LDE carnet de route p.7 1917
Les officiers du D. D. sont tous d’anciens blessés. Ils doivent le rejoindre comme tous les soldats évacués, après leur guérison.
Le commandant de notre Compagnie est le lieutenant Laloie, brave homme, à la figure poupine. Il est assisté du sous-lieutenant Kadrul ; notre sergent est mon camarade Massiot, Bordelais qui vient comme moi du 107e R. I. Il nous a quitté à la caserne d’Angoulême pour suivre les cours d’élève aspirant. Il en est revenu sergent.
Le sergent Thibault qui a déjà fait la guerre bénéficie de ce poste comme père de 3 enfants. Ce sergent nous mène la vie de caserne, avec sa discipline rigide et une sévérité inflexible. Il est très dur, surtout pour nous les jeunes. Il reste instructeur au D. D.
Mes camarades de la section sont presque tous des poilus évacués pour blessures, pour la plupart des Parisiens, des Picards et des Bretons.
Le 128e R. I. est un régiment de la Somme. Il tenait garnison à Abbeville et à Amiens. Autrefois un bataillon était à Paris. Depuis l’invasion le dépôt a été évacué sur Landerneau (Finistères). Il recrute donc des Bretons en plus des Picards et des Parisiens. Ce régiment appartient à la 3e Division du Corps d’Armée. Cette Division est composée par :
le 128e R. I. : Abbeville
le 87e R. I. : Saint-Quentin
le 272e R. I. : Amiens
le 51e R. I. : Beauvais
La 4e Division forme avec la nôtre le 2e Corps d’Armée.
Le 128 et le 272 constituent la 5e Brigade.

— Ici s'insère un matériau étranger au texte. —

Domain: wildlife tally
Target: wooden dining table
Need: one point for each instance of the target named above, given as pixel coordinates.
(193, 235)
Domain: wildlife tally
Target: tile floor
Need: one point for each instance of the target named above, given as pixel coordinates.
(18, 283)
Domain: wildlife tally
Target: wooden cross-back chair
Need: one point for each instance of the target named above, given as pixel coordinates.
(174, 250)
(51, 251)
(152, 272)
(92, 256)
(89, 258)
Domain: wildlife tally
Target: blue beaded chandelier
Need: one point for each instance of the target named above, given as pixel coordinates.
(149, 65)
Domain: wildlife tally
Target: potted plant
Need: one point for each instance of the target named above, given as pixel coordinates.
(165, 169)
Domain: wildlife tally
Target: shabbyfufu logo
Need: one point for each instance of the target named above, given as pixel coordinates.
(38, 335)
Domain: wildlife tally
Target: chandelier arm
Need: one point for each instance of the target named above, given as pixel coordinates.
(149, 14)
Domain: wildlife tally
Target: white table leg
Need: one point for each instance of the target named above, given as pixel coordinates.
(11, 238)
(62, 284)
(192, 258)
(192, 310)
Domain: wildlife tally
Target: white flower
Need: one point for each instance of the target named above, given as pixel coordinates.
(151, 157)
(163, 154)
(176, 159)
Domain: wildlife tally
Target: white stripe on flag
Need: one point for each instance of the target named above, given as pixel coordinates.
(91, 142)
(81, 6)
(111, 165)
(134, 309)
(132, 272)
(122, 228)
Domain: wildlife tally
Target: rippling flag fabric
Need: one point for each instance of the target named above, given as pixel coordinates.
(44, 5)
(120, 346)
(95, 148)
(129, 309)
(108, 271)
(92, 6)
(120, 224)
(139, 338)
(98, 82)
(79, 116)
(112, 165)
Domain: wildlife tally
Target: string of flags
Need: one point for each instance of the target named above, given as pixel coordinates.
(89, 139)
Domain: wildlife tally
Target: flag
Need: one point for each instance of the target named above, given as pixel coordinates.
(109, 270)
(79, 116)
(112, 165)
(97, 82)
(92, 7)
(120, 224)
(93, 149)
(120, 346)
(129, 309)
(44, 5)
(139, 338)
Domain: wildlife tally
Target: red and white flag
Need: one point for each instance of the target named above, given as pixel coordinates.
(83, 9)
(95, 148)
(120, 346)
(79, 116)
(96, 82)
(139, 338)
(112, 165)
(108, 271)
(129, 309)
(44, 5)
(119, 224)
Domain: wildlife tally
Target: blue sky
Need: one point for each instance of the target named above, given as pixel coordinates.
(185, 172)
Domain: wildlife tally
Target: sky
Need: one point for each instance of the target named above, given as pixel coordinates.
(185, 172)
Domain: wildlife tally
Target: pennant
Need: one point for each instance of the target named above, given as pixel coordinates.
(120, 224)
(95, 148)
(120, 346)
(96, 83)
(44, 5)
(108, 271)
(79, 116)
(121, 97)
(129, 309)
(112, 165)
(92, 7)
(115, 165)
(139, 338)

Général de Division : Nayral de Bourgon. Général de Brigade : Nereile.
À l’escouade mon caporal est un ancien cavalier d’un régiment de dragons, versé dans l’infanterie par mesure disciplinaire. Le caporal Caron est un excellent garçon, un peu rouspéteur, caractère irascible. C’est un Picard.
À l’escouade : Le Scraigne, Le Strate, Croizier et Contant. Avec les exercices, les évenements de la journée se passent au bistrot, après la soupe.
Il y a un seul, mais important bistrot à Maron. Les patrons de l’établissement sont pour nous les plus grands personnages de la localité. Ils nous servent à boire une excellente bière, du vin à 0 fr. 80 le litre dans une salle bien chauffée.
Tous les soirs, le café connaît une affluence considérable. On court pour y prendre les meilleurs places, près du poêle ou de la caissière ; c’est le casino du poilu. On chante, on crie, on hurle. Des chanteurs improvisés sortent chaque soir les mêmes répertoires. Ça paraît toujours nouveau, et chaque fois en chœur nous reprenons les mêmes refrains.
Un puissant ténor, debout sur une chaise, chante avec un sérieux professionnel :
Soldat, courageux,
Soldat, téméraire,
Sous les blancs rayons de la lune claire,
A quoi rêves-tu ?
Et tous avec un ensemble grandiose nous reprenons en chœur :
Je pense aux bidons remplis de pinard,
Je pense au salaud qui m’a fauché mon quart,
A celui qui boit ma gnole sans plus d’amertumes,
Au claire de la lune.
Un autre attaque avec un élan frénétique le chant du pinard et nous reprenons comme un tonnerre :
Le pinard c’est de la vinasse,
Ça réchauffe par où que ça passe.
Vas-y, Bidasse, remplis mon quart,
Vive le pinard ! Vive le pinard !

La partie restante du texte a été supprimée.